SEBI amends norms for Independent Directors

Security and Exchange Board of India (SEBI) has cleared amendments to SEBI (Listing Obligations and Disclosure Requirements) Regulations, 2015 while reviewing regulatory provisions related to independent directors.

Highlights

  • To boost corporate governance between listed companies, SEBI approved amendments to rules that govern appointment, re-appointment and removal of independent directors.
  • It also amended the rules that requires to disclose resignation letters of such individuals.

What rules have been amended?

  • Appointment, re-appointment and removal of independent directors will be done only through special resolution passed by shareholders.
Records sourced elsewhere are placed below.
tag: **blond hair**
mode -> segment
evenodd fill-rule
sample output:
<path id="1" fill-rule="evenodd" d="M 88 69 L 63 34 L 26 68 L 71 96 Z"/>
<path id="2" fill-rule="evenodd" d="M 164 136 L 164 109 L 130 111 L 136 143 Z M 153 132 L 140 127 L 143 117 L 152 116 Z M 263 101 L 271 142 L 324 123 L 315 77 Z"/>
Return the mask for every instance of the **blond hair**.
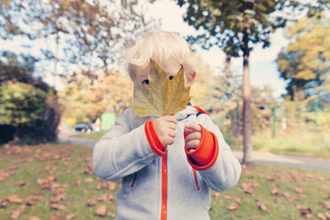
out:
<path id="1" fill-rule="evenodd" d="M 192 81 L 189 79 L 194 75 L 196 59 L 191 46 L 178 35 L 151 30 L 138 40 L 127 52 L 128 71 L 132 80 L 139 71 L 145 69 L 148 71 L 150 59 L 155 60 L 166 73 L 172 75 L 175 75 L 183 65 L 186 82 L 192 83 L 193 77 Z"/>

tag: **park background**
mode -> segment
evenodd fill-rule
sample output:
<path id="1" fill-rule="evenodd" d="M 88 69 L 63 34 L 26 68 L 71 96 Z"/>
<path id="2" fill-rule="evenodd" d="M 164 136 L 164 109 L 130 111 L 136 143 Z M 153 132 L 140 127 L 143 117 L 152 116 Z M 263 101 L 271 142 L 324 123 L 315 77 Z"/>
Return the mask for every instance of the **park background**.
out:
<path id="1" fill-rule="evenodd" d="M 212 193 L 211 219 L 330 219 L 328 173 L 253 161 L 330 158 L 329 4 L 1 0 L 0 218 L 115 216 L 121 183 L 96 177 L 91 149 L 58 137 L 105 134 L 132 99 L 124 50 L 158 28 L 192 44 L 192 102 L 244 152 L 238 185 Z M 72 131 L 82 123 L 91 129 Z"/>

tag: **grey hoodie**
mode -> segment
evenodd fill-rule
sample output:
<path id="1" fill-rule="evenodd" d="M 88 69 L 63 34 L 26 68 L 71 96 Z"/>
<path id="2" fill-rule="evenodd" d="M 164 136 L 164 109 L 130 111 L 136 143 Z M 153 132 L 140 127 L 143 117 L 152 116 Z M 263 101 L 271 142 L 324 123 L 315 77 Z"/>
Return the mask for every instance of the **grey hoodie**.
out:
<path id="1" fill-rule="evenodd" d="M 116 219 L 153 220 L 161 216 L 161 220 L 209 219 L 210 191 L 223 192 L 237 185 L 240 164 L 211 118 L 190 106 L 174 117 L 177 136 L 164 156 L 152 150 L 145 133 L 145 123 L 156 117 L 135 116 L 130 109 L 95 145 L 96 175 L 105 180 L 122 179 L 116 196 Z M 218 155 L 207 169 L 196 171 L 187 161 L 186 122 L 199 123 L 216 136 Z"/>

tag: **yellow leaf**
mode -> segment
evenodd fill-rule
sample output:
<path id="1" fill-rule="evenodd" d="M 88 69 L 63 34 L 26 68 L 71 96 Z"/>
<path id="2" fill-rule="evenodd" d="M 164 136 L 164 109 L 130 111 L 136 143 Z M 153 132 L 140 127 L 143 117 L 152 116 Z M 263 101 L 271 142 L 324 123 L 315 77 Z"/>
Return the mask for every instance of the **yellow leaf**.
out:
<path id="1" fill-rule="evenodd" d="M 134 81 L 134 114 L 162 116 L 184 110 L 191 99 L 190 86 L 185 87 L 184 67 L 172 80 L 158 64 L 150 60 L 149 85 Z"/>

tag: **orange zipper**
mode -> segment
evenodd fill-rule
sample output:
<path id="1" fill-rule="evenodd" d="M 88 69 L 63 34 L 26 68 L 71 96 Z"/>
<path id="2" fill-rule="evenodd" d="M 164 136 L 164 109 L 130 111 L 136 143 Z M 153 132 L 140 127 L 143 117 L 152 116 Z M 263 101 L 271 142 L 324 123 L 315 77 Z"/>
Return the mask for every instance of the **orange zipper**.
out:
<path id="1" fill-rule="evenodd" d="M 168 212 L 168 164 L 167 154 L 161 157 L 161 220 L 167 219 Z"/>
<path id="2" fill-rule="evenodd" d="M 138 172 L 135 173 L 135 176 L 134 176 L 134 178 L 133 178 L 133 181 L 130 185 L 130 187 L 134 187 L 134 185 L 135 185 L 135 182 L 137 181 L 137 178 L 138 178 Z"/>
<path id="3" fill-rule="evenodd" d="M 195 178 L 195 185 L 196 185 L 196 188 L 197 190 L 200 190 L 200 186 L 198 185 L 198 182 L 197 182 L 197 174 L 196 174 L 196 169 L 194 169 L 193 168 L 192 169 L 192 172 L 193 172 L 193 177 Z"/>

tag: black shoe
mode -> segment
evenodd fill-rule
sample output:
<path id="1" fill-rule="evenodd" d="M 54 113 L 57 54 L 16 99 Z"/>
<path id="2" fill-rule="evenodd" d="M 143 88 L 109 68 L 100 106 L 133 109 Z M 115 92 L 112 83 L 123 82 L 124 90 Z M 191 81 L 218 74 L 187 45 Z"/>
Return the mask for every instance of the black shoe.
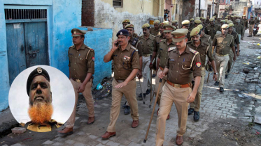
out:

This provision will be applicable to all listed entities.
  • Under the amended rules, a one-year cooling period will be given for an independent director transitioning to a whole-time director in same company or holding or subsidiary or any company belonging to promoter group.
  • Process to be followed by Nomination and Remuneration Committee (NRC) when it is selecting candidates for appointment as independent directors was made transparent.
  • NRC required to disclose skills required for appointment as independent director and how proposed candidate fits into that skillset.
  • Composition of NRC has been updated to include 2/3rd independent directors instead of current requirement of majority of independent directors.
  • Under the new rules, resident Indian fund managers have been allowed to be constituents of foreign portfolio investors and to amend mutual fund rules to provide investment of a minimum amount as prescribed by SEBI.
  • Presently, investment of 1% of the amount raised in a New Fund Offer (NFO) or an amount of Rs 50 lakh (whichever is less) is required.

Who are accredited investors?

Accredited investors can be individuals, HUFs, family trusts, partnership firms, sole proprietorships, trusts and body corporates on the basis of financial parameters.